Vector Instruction Set: Pipeline Sync¶
The pto.v* synchronization instruction sets inside PTO ISA are defined below. The operation forms describe the vector-pipe contract and the current A5-oriented target-profile details that backends must preserve when lowering legal PTO programs.
Category: Synchronization primitives for coordinating pipeline execution Pipelines: MTE2 (GM→UB), PIPE_V (Vector), MTE3 (UB→GM)
The PTO ISA vector instructions model operates on the A5's Decoupled Access-Execute architecture. The MTE and Vector pipelines run asynchronously, requiring explicit synchronization to prevent data hazards.
Intra-Core Pipeline Sync¶
These ops coordinate data flow between pipelines within a single vector core.
pto.set_flag¶
- syntax:
pto.set_flag["SRC_PIPE", "DST_PIPE", "EVENT_ID"] - semantics: Signal event from source pipe to destination pipe.
set_flag(src_pipe, dst_pipe, event_id);
Example: After MTE2 completes GM→UB transfer, signal Vector pipe:
pto.set_flag["PIPE_MTE2", "PIPE_V", "EVENT_ID0"]
pto.wait_flag¶
- syntax:
pto.wait_flag["SRC_PIPE", "DST_PIPE", "EVENT_ID"] - semantics: Block destination pipe until source pipe signals event.
wait_flag(src_pipe, dst_pipe, event_id);
Example: Vector pipe waits for MTE2 data to arrive:
pto.wait_flag["PIPE_MTE2", "PIPE_V", "EVENT_ID0"]
pto.pipe_barrier¶
- syntax:
pto.pipe_barrier "PIPE_*" - semantics: Drain all pending ops in the specified pipe. All previously issued operations on that pipe complete before any subsequent operation begins.
pipe_barrier(pipe);
Pipe identifiers: PIPE_MTE2, PIPE_V, PIPE_MTE3
Example: Two back-to-back copy_ubuf_to_gm calls writing to the same GM address. Without a barrier, MTE3 may reorder them and the final GM value is non-deterministic:
// Both stores target the same GM address — order matters!
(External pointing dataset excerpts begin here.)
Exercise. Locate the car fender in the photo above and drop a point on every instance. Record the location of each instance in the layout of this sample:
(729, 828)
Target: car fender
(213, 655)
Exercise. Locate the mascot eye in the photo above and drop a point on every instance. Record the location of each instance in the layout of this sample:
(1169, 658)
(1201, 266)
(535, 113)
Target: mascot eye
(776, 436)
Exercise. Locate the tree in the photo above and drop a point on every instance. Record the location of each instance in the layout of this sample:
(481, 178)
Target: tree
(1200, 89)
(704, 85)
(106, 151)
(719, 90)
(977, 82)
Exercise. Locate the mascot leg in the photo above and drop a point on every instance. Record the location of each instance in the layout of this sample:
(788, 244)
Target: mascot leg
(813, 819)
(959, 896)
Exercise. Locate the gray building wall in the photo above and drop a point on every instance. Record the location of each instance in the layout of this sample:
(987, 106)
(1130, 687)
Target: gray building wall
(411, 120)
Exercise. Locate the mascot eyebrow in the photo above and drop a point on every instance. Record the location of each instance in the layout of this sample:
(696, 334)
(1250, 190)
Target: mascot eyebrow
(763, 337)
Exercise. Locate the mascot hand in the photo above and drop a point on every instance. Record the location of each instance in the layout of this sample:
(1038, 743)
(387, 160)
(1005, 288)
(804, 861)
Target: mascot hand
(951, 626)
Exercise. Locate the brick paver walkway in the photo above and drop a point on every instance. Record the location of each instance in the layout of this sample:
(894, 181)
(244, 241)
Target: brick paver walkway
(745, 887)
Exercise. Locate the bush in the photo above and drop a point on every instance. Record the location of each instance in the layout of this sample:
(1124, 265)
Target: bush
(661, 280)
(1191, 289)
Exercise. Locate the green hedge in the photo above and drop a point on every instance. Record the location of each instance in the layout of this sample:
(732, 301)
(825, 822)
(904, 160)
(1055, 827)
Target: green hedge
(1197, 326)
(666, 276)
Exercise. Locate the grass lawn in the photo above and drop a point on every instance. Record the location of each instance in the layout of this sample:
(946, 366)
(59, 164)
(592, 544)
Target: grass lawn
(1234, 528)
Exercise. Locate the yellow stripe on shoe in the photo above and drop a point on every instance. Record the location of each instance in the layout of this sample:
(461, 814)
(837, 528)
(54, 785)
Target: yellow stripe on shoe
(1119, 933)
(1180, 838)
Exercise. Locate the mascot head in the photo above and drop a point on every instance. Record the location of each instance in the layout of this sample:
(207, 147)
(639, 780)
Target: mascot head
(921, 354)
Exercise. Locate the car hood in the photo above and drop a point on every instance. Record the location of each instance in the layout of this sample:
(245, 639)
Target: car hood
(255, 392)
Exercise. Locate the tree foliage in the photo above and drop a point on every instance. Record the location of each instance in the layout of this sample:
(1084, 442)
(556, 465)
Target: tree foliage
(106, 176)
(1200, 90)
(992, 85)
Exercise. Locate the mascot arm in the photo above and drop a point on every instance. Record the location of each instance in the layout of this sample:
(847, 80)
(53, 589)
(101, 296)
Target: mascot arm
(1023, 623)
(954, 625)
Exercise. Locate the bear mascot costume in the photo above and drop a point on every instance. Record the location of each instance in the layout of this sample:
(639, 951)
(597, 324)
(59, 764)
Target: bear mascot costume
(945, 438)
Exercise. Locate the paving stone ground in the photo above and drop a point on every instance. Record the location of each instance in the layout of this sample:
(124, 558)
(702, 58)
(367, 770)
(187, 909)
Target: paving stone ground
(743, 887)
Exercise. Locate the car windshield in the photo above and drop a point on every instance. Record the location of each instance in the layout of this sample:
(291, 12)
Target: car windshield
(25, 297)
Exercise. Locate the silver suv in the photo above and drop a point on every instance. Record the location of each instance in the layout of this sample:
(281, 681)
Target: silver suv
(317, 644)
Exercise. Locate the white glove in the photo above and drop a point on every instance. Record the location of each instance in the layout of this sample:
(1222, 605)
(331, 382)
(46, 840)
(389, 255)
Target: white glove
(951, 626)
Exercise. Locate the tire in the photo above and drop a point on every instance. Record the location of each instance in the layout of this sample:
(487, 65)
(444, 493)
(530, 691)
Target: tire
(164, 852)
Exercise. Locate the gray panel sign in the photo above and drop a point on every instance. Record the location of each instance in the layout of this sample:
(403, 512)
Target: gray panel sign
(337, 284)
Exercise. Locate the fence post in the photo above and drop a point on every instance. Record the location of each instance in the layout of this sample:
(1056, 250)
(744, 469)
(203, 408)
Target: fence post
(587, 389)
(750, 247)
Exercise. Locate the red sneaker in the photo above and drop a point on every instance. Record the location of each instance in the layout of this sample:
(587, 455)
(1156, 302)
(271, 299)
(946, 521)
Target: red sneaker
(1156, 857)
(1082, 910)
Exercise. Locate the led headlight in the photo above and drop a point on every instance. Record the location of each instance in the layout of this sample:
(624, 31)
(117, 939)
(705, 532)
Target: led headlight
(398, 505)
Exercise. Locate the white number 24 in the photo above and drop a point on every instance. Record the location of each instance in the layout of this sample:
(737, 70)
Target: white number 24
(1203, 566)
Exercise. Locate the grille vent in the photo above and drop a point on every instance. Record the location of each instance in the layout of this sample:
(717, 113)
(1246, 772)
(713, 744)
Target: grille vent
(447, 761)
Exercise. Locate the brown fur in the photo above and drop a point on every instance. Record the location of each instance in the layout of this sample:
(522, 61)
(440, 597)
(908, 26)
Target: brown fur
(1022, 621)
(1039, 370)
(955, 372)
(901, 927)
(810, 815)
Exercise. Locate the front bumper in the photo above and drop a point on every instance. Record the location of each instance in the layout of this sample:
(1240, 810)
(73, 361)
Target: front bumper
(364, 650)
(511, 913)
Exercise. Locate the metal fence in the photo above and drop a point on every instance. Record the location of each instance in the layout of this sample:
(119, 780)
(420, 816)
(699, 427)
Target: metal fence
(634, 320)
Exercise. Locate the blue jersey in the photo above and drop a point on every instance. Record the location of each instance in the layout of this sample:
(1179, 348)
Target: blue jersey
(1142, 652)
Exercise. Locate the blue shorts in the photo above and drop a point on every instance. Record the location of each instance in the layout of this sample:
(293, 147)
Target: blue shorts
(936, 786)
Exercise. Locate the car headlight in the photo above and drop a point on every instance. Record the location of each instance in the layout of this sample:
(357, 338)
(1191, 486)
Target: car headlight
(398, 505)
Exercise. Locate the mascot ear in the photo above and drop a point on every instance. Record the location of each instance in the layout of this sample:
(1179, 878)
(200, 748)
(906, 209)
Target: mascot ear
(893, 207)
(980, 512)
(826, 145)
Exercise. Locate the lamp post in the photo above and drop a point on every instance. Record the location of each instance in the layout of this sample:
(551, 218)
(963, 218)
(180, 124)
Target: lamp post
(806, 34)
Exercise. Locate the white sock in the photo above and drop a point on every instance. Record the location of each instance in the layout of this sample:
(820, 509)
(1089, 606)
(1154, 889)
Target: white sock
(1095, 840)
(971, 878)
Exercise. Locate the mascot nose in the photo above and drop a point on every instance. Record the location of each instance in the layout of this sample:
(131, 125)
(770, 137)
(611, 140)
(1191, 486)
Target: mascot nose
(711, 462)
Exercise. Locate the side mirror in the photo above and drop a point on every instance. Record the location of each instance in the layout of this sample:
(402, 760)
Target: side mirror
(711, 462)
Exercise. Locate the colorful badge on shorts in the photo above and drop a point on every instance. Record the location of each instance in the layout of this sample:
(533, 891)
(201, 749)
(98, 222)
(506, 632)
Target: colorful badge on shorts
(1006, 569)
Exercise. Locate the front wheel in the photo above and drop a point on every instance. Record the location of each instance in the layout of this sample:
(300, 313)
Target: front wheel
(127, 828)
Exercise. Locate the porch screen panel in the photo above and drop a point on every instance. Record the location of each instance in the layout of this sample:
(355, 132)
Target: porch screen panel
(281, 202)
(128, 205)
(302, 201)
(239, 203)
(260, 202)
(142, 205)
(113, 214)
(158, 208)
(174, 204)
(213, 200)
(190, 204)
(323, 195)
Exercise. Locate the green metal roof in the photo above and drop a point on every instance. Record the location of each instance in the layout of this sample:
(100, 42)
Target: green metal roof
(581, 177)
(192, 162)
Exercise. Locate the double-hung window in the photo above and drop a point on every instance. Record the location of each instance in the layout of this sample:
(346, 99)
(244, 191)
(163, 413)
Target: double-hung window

pto.copy_ubuf_to_gm %ub_partial_0, %gm_result, ...
// Without pipe_barrier, MTE3 could execute the second copy before the first
// completes, producing a non-deterministic result at %gm_result.
pto.pipe_barrier "PIPE_MTE3"
// After barrier: first copy is guaranteed complete. Second copy overwrites deterministically.
pto.copy_ubuf_to_gm %ub_partial_1, %gm_result, ...
pto.get_buf¶
- syntax:
pto.get_buf "PIPE_*", %buf_id, %mode : i64, i64 - semantics: Acquire buffer slot for inter-pipeline double-buffering coordination.
get_buf(pipe, buf_id, mode);
pto.rls_buf¶
- syntax:
pto.rls_buf "PIPE_*", %buf_id, %mode : i64, i64 - semantics: Release buffer slot to allow other pipeline to proceed.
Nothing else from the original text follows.